けど、意味もなくぐずぐずしてしまう。普通に。正直に、…怖い。
上空にいたヘリコプターが着陸するらしく近づいてくる気配がして、プロペラ音が大きくなり、周囲に強風が巻き起こった。夜間でも難なく飛んでいるのが凄い。間近に見るヘリコプターに圧倒される。

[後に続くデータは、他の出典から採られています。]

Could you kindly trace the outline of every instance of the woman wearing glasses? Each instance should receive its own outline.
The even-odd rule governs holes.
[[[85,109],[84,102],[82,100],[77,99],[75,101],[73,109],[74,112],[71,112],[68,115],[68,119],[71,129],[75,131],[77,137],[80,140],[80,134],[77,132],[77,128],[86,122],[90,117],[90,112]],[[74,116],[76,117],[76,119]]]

というか、何気にヘリコプター乗るの、人生初なんですけど。これが初って、悲し過ぎませんか、私。
そんな私の心情を読んでいるのかいないのか、
「お姉さんはこれからダイナマイトと共にヘリから飛び降りるの。最高にスリリングな経験になるわ!」
スミスさんが興奮口調で話し出す。
…全く望んでませんけどね。
なんなら、代わりにどうですか。
「あ、打ち上げ花火じゃなくて、パラシュート花火になるのか、Oh, sorry. My bad! 」
どーでもいーわっ!!
妙にテンションが高いスミスさんに殺意が沸く。
何浮かれてんの、あんた! たまにいるよね、こういう他人の不幸を高みの見物で楽しんでる人っ
なんて。苛立ってでもいないと恐怖に取り込まれる。
ダイナマイトと共に落下? 悪趣味すぎて無理。反吐が出る。
この期に及んで、何とか逃げられないかと周囲に目を凝らす。
隠れられそうな建物はないし、助けを求められそうな人もいない。相手は拳銃を持ってるし、複数だし、武装している。だいたい私は足が遅いし、武道の心得もないし、持ってるものはななせの指輪だけ。
…ななせ。
もうずっと握りしめている。唯一手にすることが許されているもの。
これはまだ、私を忘れる前のななせがくれた。
『…結婚してください』
ななせが永遠を誓ってくれた指輪。
戻ってきて良かった。あの時のななせの思いと一緒にいける。
目の前にヘリコプターが着陸して、砂ぼこりの中目を凝らすと、スミスさんたちと同じ黒ずくめの戦闘服を着てサングラスをしている人影が見えた。運転席と後部座席に合わせて5,6人乗っているだろうか。
…万事休す。
悪あがきしても捕まるのがオチだし、悪くしたらこの場で撃たれるかもだし、もうこれ以上痛い思いはしたくない。
「…ななせ」
ななせはちゃんと戻って来れたかな。ちゃんと誤解が解けたかな。
…悲しませてしまうかな。
「いいわね、今の。悲愴感漂ってて。もう一回言って」
いつの間にか私の隣に立っていたスミスさんが私にカメラを向けていた。
黙れ、ブス。
私は平凡で平穏な平和主義だと思うんだけど、どうしようもない殺意が煮えたぎる。こいつをボコボコにしてやりたい。
でも。
現実には為す術は何もなく、着陸したヘリコプターから次々降りてきた、武装した人たちに、大人しく取り囲まれただけだった。
うち、背の高い一人が足早に私に近づくと、
「Come on!」
乱暴に肩を抱えて私をヘリコプターに促した。